To implement these personalised pathways, HR teams will start to:
Invest in new tech
Utilisation of AI-powered tools for data analysis, learning content creation, and career pathway mapping.
Partner with employees
They’ll actively involve employees in defining learning and development goals and building career pathways.
Promote career mobility
HR teams will develop career pathways and work hard to provide opportunities for internal transitions and skill development.
Measure and iterate
We can expect to see greater adoption of tools that will allow HR teams to better track the impact of their strategies.
Greater alignment of the Customer and Employee Experience
Happy empowered employees deliver exceptional service, boosting brand reputation, efficiency, and loyalty.
This strategic shift will mean less turnover, happier customers, and a thriving organisation.
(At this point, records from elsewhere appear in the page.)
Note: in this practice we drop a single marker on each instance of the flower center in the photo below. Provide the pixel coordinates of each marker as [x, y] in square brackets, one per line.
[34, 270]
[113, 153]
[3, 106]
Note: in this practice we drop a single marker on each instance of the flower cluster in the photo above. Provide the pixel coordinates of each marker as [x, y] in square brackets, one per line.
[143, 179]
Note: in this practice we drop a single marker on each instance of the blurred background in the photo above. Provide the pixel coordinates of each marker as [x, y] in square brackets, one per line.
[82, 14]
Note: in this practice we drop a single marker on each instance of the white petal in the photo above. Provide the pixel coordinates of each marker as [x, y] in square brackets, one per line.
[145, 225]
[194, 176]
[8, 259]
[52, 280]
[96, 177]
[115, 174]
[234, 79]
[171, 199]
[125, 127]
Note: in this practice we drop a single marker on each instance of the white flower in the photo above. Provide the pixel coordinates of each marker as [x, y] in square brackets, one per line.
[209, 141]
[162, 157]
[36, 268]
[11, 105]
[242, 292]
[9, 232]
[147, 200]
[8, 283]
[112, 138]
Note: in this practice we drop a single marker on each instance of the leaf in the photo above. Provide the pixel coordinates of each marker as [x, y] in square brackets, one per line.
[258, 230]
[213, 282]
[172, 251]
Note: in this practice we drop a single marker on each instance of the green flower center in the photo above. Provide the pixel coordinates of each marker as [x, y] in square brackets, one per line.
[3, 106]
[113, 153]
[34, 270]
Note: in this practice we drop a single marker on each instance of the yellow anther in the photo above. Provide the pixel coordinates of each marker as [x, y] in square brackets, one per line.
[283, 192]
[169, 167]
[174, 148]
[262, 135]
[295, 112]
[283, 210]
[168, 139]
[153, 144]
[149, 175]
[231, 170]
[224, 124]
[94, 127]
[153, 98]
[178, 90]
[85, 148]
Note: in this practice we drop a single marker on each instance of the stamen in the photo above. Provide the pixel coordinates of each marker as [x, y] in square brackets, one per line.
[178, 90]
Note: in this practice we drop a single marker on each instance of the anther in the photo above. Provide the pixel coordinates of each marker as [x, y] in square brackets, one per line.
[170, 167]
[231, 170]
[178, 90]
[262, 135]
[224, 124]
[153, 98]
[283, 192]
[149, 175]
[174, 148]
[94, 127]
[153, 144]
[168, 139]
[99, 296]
As a result, we expect to see HR and customer service teams join forces over the coming year.
For 2024, this might look like:
- Technology as a bridge: Platforms will start to be adopted to unify employee and customer data, enabling real-time feedback and continuous improvement.
- Consumer-grade employee experiences: HR teams will start to explore tools and strategies to bring the consumer-grade experience their customers experience into the workplace.
- Brand ambassadors: HR teams will build out their employee advocacy programs where happy employees will actively share their positive experiences, promoting the brand authentically to customers far and wide.
- Well-being focus: Recognising the link between employee well-being and customer satisfaction, HR will prioritise mental health initiatives and positive work environments.
- HR and customer service collaboration: We might start to see joint training programs, shared metrics, and cross-functional projects become commonplace.
The HR Playbook for 2024
With these trends in mind, here’s our top tips for success this year:
Embrace AI wisely
Invest in AI tools that augment employee’s work, not replace them. Focus on human-centered design, invest in training and communication, start small and scale gradually, and prioritise ethical considerations.
It’s not just about learning pathways, offer individualised experiences that cater to the needs and aspirations of your employees throughout their end-to-end employee experience.
Understand your audience
Whether it’s looking to better align your EX and CX, or develop your employer brand; to do it well, you first need to understand your employees.
Treat them as you would a customer and hold focus groups with different employees to better understand their needs and pain points. Once you’ve got that core understanding, your other strategies will become much more effective.